Su questo punto ci tengo poi a precisare che, a mio avviso, si parla troppo facilmente di dichiarazioni mendaci. Il modulo di domanda è così complesso che il rischio di errore è alto e questo vale non solo per i richiedenti ma anche, purtroppo, per gli operatori che dovrebbero essere adeguatamente formati e che invece si formano esclusivamente “on the job”.
In questa fase, quali sono le principali difficoltà di gestione della misura?
L’accesso e l’utilizzo della piattaforma Inps per il caricamento delle domande è piuttosto complesso. In primo luogo bisogna disporre di un PIN che non è unico per tutto il comune ma è personale per ciascun operatore. Solo per far sì che tutti gli operatori disponessero di un Pin, in molti casi ci è voluto più di un mese. In più, la piattaforma è evidentemente troppo complicata e gli assistenti sociali non riescono a gestirla agevolmente. In sostanza, la piattaforma dell’Inps ha creato numerosi problemi non solo per il codice di accesso ma anche per l’inserimento dati.
Inoltre, a settembre, la piattaforma Inps non prevedeva ancora la verifica relativa al possesso delle auto. Di fatto sono quindi state inserite delle domande senza che questa verifica fosse ancora possibile. Bisogna poi considerare che per questo tipo di verifica, il richiedente deve portare la fotocopia del libretto di circolazione, la quale viene consegnata ai vigli che accedono al Pubblico Registro Automobilistico (Pra). A quel punto i comuni devono aspettare una risposta. Peraltro, in alcuni comuni l’accesso al Pra non è gratuito ma deve essere pagato dalle amministrazioni comunali.
Infine, un altro punto importante riguarda l’impossibilità di correggere la domanda in corso d’opera e quindi di intervenire su eventuali errori effettuati durante il caricamento. Per quella che è la procedura oggi, nel momento in cui si protocolla la domanda, non è più possibile intervenire. In caso di errore, l’unica strada percorribile è annullare la domanda e rifarla da capo. In questo caso però è necessario che la domanda sia presentata da un altro membro del nucleo, la medesima persona non può infatti presentare domanda più di una volta.
Il Cilap come valuta il ricorso ai fondi europei per il potenziamento della rete dei servizi territoriali?
Senza il supporto economico che verrà dal PON inclusione e quindi dall’Europa, i servizi sociali non sono in grado di operare per realizzare i progetti personalizzati. Anche se si tratta di fondi per loro natura sperimentali, dobbiamo considerare che coprono ben sei anni di implementazione dei servizi. Per i prossimi sei anni quindi i servizi sociali hanno la possibilità di incrementare il proprio personale. I fondi saranno infatti utilizzati soprattutto per l’incremento del personale (perlopiù assistenti sociali) che potrà essere realizzato attraverso la predisposizione di contratti a tempo determinato, contratti co.co.co oppure attraverso convenzioni con cooperative sociali in un’ottica di esternalizzazione.

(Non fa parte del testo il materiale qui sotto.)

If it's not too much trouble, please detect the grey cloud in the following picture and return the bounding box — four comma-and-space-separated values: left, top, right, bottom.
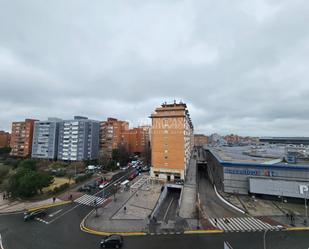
0, 0, 309, 136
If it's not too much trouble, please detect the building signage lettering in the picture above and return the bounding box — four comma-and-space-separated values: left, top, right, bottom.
224, 169, 258, 176
224, 169, 275, 177
299, 185, 309, 195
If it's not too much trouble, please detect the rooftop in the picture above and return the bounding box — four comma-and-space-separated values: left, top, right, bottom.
208, 145, 309, 167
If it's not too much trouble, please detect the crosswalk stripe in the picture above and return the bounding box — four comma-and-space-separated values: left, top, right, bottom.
232, 218, 242, 231
74, 194, 105, 206
240, 218, 252, 230
209, 217, 275, 232
251, 219, 267, 230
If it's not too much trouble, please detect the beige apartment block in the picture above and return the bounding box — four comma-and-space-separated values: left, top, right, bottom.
150, 102, 193, 181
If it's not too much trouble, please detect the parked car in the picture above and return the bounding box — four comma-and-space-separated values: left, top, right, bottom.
120, 166, 129, 170
100, 235, 123, 248
99, 181, 109, 189
128, 169, 139, 181
85, 181, 98, 189
78, 185, 91, 192
24, 209, 47, 221
141, 165, 150, 172
175, 179, 184, 185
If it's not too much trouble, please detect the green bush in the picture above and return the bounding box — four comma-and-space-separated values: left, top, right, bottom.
53, 183, 70, 194
75, 173, 93, 183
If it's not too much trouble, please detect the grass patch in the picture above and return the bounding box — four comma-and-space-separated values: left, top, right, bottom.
43, 177, 74, 193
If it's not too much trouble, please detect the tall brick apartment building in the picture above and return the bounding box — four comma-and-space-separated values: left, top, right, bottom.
124, 126, 150, 154
10, 119, 36, 157
150, 102, 193, 181
100, 118, 129, 155
0, 131, 11, 148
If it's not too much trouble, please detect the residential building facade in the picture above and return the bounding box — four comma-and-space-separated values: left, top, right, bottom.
100, 118, 129, 155
31, 118, 61, 159
0, 131, 11, 148
194, 134, 208, 146
58, 116, 100, 161
10, 119, 36, 157
150, 102, 193, 181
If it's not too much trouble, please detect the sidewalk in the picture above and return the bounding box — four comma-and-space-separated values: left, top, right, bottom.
84, 177, 161, 232
179, 159, 197, 219
0, 193, 62, 213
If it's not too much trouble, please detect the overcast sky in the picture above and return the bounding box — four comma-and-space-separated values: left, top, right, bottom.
0, 0, 309, 136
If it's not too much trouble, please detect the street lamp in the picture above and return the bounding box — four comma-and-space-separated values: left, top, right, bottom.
263, 228, 270, 249
305, 190, 308, 226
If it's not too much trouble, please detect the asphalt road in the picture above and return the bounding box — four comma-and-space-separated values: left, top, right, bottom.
0, 208, 309, 249
157, 190, 180, 223
198, 172, 244, 218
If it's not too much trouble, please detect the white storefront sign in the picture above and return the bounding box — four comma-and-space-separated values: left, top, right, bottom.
299, 185, 309, 195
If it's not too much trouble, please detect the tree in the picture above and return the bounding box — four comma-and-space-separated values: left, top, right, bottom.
0, 165, 10, 184
112, 144, 130, 165
7, 164, 54, 197
18, 159, 37, 171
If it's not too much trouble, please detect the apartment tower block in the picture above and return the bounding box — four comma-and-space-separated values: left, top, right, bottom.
150, 102, 193, 181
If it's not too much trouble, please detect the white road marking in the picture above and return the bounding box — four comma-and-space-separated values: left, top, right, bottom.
48, 209, 63, 217
0, 234, 4, 249
48, 175, 127, 224
209, 217, 276, 231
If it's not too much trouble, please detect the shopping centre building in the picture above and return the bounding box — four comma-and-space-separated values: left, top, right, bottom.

I fondi disponibili vanno dai cinquanta agli ottanta mila euro all’anno per ciascun ambito territoriale. Possiamo allora stimare che gli ambiti potranno disporre di due unità di personale in più che non ricadranno sui budget comunali. Le risorse così investite tra l’altro non andranno a incidere sul patto di stabilità dato che i fondi comunitari sono fuori dal patto. Mi sembra quindi che si tratti di una grande opportunità per riqualificare il lavoro dei servizi sociali.